It's a cold night, a night that nips at the toes and press down against the sleeves of his wrinkled pyjamas, a sharp, cold night, one he could get lost in. And he breathes out small, soft clouds that smell of beer.
I miss you, he thinks, looking half-crazed, staring up at the sliver shard of moon she had once decided to smash a piece of against her cheek, all in the form of a tattoo. I miss you and I don't know how not to love, how to live, how to keep our daughter safe.
One thing he is certain of, however. He has to make sure Eva isn't under the same roof as him.

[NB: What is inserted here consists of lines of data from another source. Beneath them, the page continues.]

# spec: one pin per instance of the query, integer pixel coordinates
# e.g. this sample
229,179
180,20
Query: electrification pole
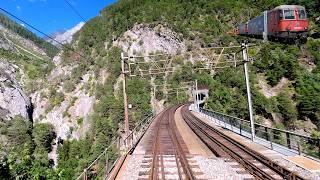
244,47
125,99
197,98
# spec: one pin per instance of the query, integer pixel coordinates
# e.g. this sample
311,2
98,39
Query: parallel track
166,130
221,145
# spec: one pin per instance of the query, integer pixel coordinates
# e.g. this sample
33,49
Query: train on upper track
285,22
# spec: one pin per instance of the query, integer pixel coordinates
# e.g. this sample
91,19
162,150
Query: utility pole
244,47
197,102
125,98
265,26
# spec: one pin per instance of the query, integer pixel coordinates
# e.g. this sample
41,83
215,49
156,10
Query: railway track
221,145
165,144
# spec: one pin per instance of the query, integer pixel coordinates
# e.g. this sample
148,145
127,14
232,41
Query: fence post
266,133
319,147
299,148
288,140
107,163
85,174
132,140
270,138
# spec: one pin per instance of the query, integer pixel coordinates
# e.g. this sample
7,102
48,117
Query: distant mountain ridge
11,25
65,37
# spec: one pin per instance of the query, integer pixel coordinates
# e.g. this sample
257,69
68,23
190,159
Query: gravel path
132,170
217,168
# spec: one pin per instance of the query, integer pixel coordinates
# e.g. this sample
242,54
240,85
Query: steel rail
283,172
179,151
154,163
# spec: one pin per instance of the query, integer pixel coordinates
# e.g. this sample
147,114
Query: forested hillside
293,70
200,24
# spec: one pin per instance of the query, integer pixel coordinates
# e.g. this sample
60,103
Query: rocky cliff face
13,100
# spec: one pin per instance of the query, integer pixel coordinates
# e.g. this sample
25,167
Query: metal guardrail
103,165
293,141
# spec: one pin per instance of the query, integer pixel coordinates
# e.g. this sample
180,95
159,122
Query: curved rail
166,122
243,155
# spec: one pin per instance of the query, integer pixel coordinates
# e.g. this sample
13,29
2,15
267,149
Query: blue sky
52,15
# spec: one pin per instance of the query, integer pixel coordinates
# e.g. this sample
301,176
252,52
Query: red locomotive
288,22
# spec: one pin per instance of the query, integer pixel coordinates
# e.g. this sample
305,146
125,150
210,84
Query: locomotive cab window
302,14
289,14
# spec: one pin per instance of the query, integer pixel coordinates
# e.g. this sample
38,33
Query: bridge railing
271,137
103,165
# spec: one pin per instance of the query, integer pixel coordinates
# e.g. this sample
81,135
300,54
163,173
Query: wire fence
106,162
297,143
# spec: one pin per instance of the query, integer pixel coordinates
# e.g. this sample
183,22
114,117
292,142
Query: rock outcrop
13,100
144,40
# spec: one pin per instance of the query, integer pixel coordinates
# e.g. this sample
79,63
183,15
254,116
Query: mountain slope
66,36
82,95
195,24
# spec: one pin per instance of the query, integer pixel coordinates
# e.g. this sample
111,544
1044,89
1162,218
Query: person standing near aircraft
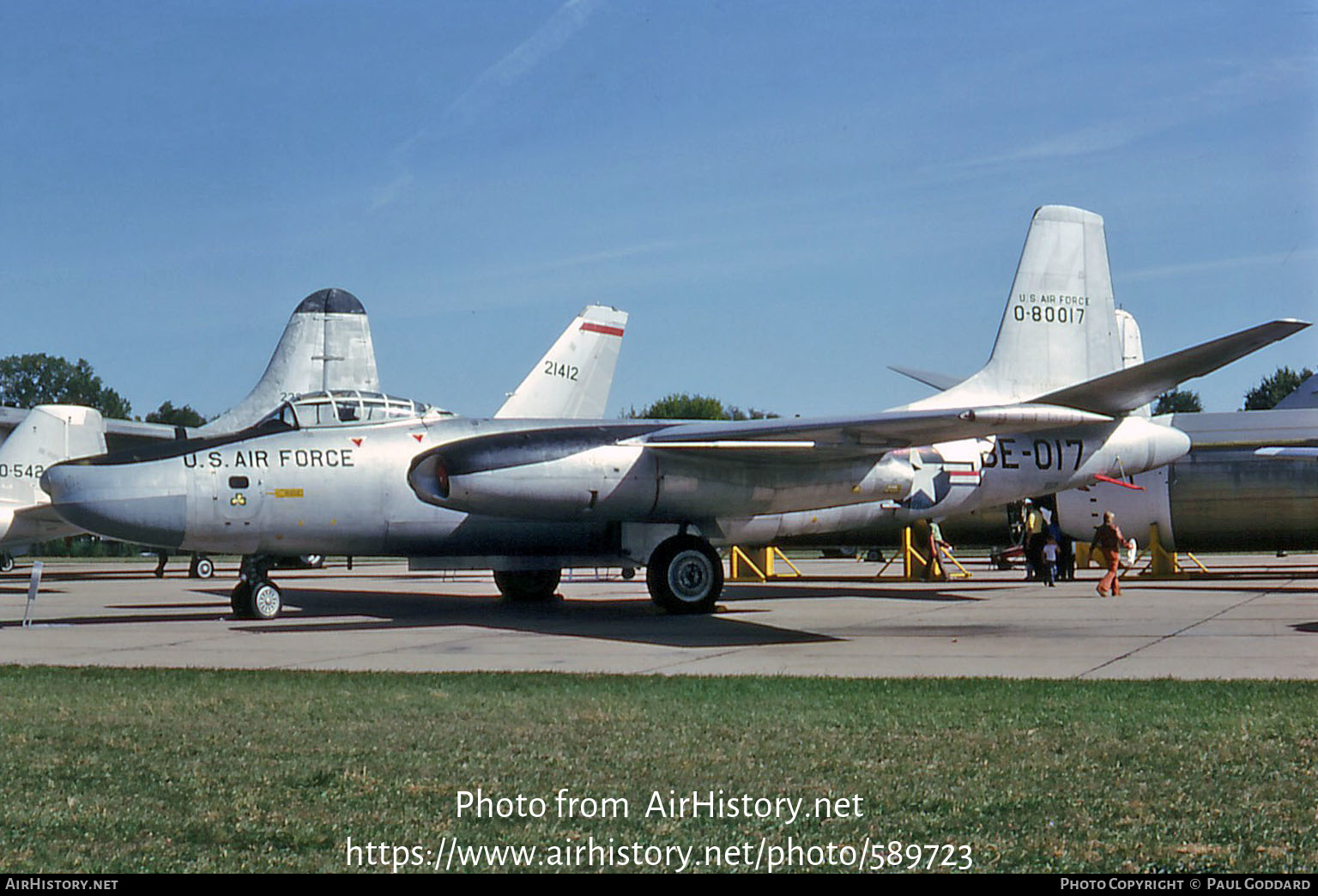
1109,541
934,571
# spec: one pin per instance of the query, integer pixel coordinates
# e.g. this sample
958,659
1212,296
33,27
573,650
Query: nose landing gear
255,596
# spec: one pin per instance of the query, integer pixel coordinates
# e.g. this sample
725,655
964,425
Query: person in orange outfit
1109,541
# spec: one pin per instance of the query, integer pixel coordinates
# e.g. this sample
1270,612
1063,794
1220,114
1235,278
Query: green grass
132,770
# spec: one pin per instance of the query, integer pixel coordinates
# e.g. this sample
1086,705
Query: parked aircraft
326,357
528,499
1248,482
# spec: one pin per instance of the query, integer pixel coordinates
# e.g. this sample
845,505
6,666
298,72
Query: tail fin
46,435
1133,349
1060,323
326,346
575,377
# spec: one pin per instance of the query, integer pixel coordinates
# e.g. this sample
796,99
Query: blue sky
787,197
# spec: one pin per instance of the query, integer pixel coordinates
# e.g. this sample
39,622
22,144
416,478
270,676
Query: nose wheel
255,596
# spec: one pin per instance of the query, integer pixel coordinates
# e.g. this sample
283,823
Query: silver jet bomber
528,499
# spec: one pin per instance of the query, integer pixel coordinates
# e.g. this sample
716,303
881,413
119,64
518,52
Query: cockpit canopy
344,408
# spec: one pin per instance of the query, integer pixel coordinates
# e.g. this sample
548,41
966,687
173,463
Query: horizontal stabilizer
939,381
1303,396
868,433
1126,390
1286,453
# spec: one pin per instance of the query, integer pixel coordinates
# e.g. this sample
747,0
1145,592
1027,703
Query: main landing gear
684,575
256,597
528,585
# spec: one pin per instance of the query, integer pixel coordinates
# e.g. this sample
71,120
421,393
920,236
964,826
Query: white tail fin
46,435
1133,348
1060,323
575,377
326,346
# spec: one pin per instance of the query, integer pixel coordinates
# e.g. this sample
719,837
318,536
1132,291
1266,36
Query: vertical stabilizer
326,346
46,435
1060,324
575,376
1133,348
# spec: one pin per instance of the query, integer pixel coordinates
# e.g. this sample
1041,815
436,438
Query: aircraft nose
128,502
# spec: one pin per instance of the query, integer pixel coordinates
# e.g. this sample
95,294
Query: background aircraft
46,435
656,493
1229,493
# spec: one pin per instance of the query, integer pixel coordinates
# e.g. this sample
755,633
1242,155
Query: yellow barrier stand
758,564
741,568
1167,563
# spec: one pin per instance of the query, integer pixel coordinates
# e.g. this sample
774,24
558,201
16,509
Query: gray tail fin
575,376
1060,323
326,346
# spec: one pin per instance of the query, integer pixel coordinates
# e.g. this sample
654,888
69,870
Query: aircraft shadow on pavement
757,592
633,621
310,610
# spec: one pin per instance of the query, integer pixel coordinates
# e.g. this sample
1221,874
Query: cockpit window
278,419
351,408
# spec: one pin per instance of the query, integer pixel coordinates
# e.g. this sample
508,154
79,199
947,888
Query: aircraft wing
873,433
1124,390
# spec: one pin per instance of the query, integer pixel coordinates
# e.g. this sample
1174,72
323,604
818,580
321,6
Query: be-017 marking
1055,455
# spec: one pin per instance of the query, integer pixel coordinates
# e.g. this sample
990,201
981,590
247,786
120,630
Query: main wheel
528,584
240,598
684,575
267,600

Years later, he stares up at another moon, several of them in fact, and all orbiting a strange, wondrous planet, so old and majestic and so far beyond any scholarly debate, that it hurts to remember the enthusiasm that had bubbled up when he first set foot here. It has been dampened somewhat, by how Molly can't exercise the same restrain he can, how she can't prevent herself from lapsing into the role of a star-struck tourist and risk turning up late to the next race.
It is a pity. Maya would have loved this place. She may even have reacted like Molly; perhaps that is why her behaviour irks him so.
But there is no point in over-thinking it. He looks up at the moon again.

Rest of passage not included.